People don’t like being sold to. In fact, not only do they actively try to ignore it, they simply don’t trust messages that are thrust in their faces. Instead, they seek genuine, impartial opinions and, with consumers being more connected than ever, they invariably look to their online channels to assist any purchasing decisions.
Brands are learning. Rather than marketing messages being broadcast to the masses, brands are creating opportunities to hold conversations and engage across social media platforms with smaller, targeted groups. But the media-savvy consumer still recognises most brand dialogue as selling. What they need is a second voice, one that’s influential and trustworthy, yet loyal to the brand’s values.
Just 3% of the people online generate 90% of the impact.

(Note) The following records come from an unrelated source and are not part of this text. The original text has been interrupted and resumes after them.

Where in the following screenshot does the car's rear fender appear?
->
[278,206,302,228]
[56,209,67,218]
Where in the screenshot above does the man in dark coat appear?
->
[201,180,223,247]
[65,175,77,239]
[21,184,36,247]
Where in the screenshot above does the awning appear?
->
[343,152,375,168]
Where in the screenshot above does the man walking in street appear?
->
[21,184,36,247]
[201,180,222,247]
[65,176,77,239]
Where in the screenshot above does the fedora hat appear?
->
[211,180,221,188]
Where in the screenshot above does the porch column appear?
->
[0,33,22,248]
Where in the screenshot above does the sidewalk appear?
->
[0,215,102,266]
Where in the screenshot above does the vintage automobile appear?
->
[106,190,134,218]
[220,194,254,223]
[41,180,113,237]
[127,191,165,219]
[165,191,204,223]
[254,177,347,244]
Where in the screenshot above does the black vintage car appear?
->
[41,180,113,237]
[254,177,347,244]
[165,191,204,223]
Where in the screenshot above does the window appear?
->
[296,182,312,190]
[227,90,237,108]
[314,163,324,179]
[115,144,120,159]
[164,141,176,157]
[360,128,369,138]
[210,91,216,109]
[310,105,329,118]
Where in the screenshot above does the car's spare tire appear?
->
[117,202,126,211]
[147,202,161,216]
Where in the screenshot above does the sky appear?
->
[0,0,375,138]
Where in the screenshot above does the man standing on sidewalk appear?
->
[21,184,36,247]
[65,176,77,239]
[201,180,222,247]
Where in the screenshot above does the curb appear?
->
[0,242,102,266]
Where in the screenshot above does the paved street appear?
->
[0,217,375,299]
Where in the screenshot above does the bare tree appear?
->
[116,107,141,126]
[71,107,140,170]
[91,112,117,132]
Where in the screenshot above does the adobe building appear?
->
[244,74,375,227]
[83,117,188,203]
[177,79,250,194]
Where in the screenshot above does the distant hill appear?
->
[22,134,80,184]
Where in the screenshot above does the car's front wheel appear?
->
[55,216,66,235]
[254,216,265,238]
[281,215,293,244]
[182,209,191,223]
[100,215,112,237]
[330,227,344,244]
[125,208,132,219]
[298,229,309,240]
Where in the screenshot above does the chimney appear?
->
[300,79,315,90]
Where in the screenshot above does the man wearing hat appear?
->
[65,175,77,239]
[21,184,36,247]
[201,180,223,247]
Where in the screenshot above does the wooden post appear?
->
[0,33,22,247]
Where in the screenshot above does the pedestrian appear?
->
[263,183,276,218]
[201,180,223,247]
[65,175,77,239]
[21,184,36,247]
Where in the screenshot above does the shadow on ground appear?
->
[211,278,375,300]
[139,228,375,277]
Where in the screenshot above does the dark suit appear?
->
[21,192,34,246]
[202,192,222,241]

That is to say, a handful of people are calling the shots on what’s cool and what’s not and the rest of us are agreeing. These are the people dominating your Twitter and Instagram feeds. The self-made celebrities, whose blogs and vlogs are full of content about their favourite brands and have a following of millions. They are the influencers.
Top influencers will have spent years building up their own brand and online following. Their tone of voice, style and carefully curated photos help paint a picture of their lifestyle – far more believable than any brand because these people are actually living this aspirational life. What’s more, every piece of content published is ‘liked’ thousands of times over. Each of their channels is a content-rich platform that, given the opportunity to collaborate, would give brand campaigns a huge, willing audience.
As history dictates, we can look to the fashion industry for predictions in other sectors. There, the top influencers are already earning six-figure sums for collaborations with brands. Gone are the days that consumers would wait for their monthly issue of Vogue magazine for the latest news and looks, social platforms, like Instagram with 70-million photos being uploaded every day, instantly share content with users worldwide. The largest accounts dwarf even the biggest magazine reach – lifestyle vlogger, Zoella has over 7.6 million followers on Instagram, compared to Vogue’s 1.2 million paid subscribers – meaning marketing managers are looking beyond press for coverage.
A simple search online for a product will offer blog reviews, tweets, even whole conversations rating or hating that particular item. A study by Google claims consumers will engage with over 11 pieces of content before making a decision to purchase and only a small percentage of that content comes from the brand. So it’s perfectly clear, having the right influencers on your side will directly affect your revenue.